Updated on September 12, 2020

Comments

  • Admin
    Admin almost 4 years

    I have a table for storing coupons/discounts, and I want to use the coupon_code column as the primary key, which is a VARCHAR.

    My rationale is that, each coupon will have a unique code, and the only commands I will be running are SELECT ... FROM ... WHERE coupon_code='..'

    I won't be doing any joins or indexing, and I don't see there ever being more than a few hundred entries in this table.

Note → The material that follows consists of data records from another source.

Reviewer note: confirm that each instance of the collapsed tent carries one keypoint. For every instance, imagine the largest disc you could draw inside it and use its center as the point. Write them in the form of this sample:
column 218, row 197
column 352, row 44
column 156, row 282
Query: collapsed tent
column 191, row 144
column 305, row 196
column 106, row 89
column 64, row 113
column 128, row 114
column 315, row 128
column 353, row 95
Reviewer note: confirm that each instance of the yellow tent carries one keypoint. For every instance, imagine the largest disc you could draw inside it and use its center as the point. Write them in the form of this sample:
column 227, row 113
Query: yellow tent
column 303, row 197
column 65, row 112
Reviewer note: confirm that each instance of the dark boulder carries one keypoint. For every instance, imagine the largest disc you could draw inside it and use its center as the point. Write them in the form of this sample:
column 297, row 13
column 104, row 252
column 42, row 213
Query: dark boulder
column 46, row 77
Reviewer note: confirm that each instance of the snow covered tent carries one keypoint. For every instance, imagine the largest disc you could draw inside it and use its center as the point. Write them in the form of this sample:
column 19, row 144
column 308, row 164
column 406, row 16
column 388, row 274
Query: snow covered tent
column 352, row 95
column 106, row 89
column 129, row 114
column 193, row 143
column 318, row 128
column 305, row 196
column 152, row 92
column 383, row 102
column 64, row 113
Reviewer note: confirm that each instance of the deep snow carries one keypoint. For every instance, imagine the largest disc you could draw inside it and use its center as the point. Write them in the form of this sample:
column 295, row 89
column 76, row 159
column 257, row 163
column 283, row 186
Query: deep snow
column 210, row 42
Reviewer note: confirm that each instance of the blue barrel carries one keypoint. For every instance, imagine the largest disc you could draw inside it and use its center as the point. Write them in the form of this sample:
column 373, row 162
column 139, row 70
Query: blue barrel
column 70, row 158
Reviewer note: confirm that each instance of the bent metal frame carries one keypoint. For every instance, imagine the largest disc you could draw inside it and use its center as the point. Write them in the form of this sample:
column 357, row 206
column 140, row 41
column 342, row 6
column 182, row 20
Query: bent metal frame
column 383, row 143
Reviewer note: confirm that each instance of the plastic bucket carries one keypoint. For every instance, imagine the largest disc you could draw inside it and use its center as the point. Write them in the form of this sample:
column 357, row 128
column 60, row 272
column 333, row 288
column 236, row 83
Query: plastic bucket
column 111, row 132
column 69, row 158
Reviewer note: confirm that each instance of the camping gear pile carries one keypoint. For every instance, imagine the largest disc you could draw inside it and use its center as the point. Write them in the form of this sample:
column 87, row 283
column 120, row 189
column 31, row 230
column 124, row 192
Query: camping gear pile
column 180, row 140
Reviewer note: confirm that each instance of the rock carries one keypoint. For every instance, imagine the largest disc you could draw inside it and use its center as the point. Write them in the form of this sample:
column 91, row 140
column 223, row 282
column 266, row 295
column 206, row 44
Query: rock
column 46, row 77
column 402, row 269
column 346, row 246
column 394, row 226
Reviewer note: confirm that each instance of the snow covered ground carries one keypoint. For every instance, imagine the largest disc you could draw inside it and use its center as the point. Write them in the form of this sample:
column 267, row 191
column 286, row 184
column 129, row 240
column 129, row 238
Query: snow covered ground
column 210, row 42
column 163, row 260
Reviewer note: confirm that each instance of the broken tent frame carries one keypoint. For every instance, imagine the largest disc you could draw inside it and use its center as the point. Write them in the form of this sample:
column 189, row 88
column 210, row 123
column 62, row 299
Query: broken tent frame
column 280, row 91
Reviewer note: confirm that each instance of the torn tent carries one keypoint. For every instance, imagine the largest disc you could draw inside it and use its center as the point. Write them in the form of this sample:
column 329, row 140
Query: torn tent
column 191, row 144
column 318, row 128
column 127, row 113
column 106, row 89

    It seems to me that this will be OK, but I don't know if there is anything I'm missing/not thinking about.

  • terary
    terary about 8 years
    I don't know. I think you should not change the way you uniquely identify your data. Suppose you uniquely identify employees by SSN (big no no), will you change an employee's ssn?
  • Sergey Kalinichenko
    Sergey Kalinichenko about 8 years
    @terary There is a difference between how you uniquely identify data as a user vs. how the database uniquely identifies the data. It is perfectly fine to have SSN in a unique field that is not a primary key. This would let you change SSN after it has been entered into the system, for example, because you discover a data entry error.
  • terary
    terary about 8 years
    @dasblinkenlight I see your point but I am not sure I agree. If there is an data entry error, DE clerk transposes the SSN. The error goes undetected for several months, paper work is submitted to government and others, the error is then detected --- The value should be changed? In this case using the primary 'constraints' is safe. The original record should remain intact, notes made, and a new user created. Thus creating an accurate logical paper trail.
  • Sergey Kalinichenko
    Sergey Kalinichenko about 8 years
    @terary There are multiple ways of dealing with this issue when tracking changes is important. For example, one can design audit trail capabilities with a temporal database pattern. Of course managing it through the process is a perfectly valid approach as well.
  • jchook
    jchook about 5 years
    Note that NDB cluster does not support index prefixes dev.mysql.com/doc/refman/8.0/en/…
  • KathyA.
    KathyA. over 4 years
    This answer makes WAY too many assumptions. There's no way this should be such a broad recommendation.
  • Jiulin Teng
    Jiulin Teng over 3 years
    The opinion here is misguided. I'd argue that in many situations it's advantageous to have a meaningful primary key or composite primary key.
  • Zero
    Zero over 3 years
    @terary so an error goes undetected for months and then is detected, you would keep the original record intact so that the person who's actual SSN it is now either cannot register their own SSN or has another person's information, data, or history linked to their SSN? Maybe you are thinking of keeping deleted records, but the way you describe here is completely unthought out.
  • html_programmer
    html_programmer almost 3 years
    Hm yeah I'm also not sure I agree. Use of natural key vs surrogate key would appear to be very circumstantial, not a one size fits all.